«A good reference puts bad grades into perspective»

Time: 2 min

«A good reference puts bad grades into perspective»

The Lift project helps young people with a difficult starting position to choose a career. Co-Managing Director Gabriela Walser explains what the participants can expect in concrete terms and how they can increase their chances of successful professional integration.

Pictures: zVg

Interview: Virginia Nolan

Mrs Walser, who is the Lift project aimed at?

For young people from the seventh grade onwards with a difficult starting position for the upcoming career choice phase. For example, they perform poorly at school, have a lack of German language skills, motivation problems or parents who offer them little support. Lift's partners are schools from all over Switzerland.

Gabriela Walser is Co-Managing Director of the Lift project.

How does Lift help these young people?

Participation is voluntary and requires parental consent as well as the young person's willingness to work on themselves. The project starts with modular courses. In one to two lessons per week, the young people work on social and personal skills that have top priority in the labour market: Punctuality, reliability, respect, self-motivation or work organisation.

Realising that they do have talents is a new experience for many of these young people.

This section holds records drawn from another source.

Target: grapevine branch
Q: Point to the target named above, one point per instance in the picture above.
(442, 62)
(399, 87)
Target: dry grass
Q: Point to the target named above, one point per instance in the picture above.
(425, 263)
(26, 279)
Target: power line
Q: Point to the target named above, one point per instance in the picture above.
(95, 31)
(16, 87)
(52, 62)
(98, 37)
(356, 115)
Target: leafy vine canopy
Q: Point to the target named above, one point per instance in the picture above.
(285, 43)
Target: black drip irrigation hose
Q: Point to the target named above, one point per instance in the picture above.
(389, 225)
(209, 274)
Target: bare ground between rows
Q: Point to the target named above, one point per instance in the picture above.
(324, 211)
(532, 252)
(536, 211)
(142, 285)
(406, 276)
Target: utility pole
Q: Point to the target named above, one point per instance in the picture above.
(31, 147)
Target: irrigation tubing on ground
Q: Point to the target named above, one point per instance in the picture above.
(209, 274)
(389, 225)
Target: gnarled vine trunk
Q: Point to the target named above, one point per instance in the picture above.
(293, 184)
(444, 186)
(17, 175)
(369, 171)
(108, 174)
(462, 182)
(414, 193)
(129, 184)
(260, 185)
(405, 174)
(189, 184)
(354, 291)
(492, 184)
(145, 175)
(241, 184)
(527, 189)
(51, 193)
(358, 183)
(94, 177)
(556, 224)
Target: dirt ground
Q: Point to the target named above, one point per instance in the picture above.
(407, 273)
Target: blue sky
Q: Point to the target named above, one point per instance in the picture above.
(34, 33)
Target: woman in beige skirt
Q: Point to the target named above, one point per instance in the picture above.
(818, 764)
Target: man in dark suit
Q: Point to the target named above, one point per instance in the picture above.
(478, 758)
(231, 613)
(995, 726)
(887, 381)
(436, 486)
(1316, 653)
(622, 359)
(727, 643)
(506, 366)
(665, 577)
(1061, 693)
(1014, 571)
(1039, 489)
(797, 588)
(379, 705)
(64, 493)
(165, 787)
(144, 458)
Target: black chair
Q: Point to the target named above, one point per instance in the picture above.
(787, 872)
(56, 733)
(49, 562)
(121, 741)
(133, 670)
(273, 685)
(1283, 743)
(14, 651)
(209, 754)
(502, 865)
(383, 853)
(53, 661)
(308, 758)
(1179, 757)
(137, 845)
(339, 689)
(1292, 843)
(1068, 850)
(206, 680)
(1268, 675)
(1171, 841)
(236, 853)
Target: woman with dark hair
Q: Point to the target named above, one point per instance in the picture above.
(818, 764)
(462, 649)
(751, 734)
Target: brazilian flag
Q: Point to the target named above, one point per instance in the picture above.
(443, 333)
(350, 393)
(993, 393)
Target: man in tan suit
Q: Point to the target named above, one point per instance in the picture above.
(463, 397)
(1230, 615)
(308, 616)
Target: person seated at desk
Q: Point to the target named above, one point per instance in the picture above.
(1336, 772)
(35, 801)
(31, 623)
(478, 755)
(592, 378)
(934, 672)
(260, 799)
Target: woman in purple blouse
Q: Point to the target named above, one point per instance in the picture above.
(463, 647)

Gabriela Walser, Co-Managing Director Project Lift

The aim is to find answers to crucial questions: What does the professional world demand of me? What do I need to be able to do this? With this in mind, the young people gain practical experience in the world of work and later share this with the group in order to learn from each other. In the short assignments, they work in a company once a week for two to three hours - outside of school hours. A work placement lasts three months; three are scheduled over the course of the project.

What is the aim of these work assignments?

The aim is to increase their chances of successful professional integration. And give them a sense of achievement: Young people who struggle at school often become convinced that they can't do anything. However, many of them have good manual skills that they can discover or improve during a work placement.

Realising that they do have talents is a new experience for many. It gives them a perspective. Each work assignment is followed by a reference, which the young people can enclose with their application when looking for an apprenticeship. A good reference puts poor grades into perspective. For many training companies, positive feedback from the world of work is more meaningful than a school report.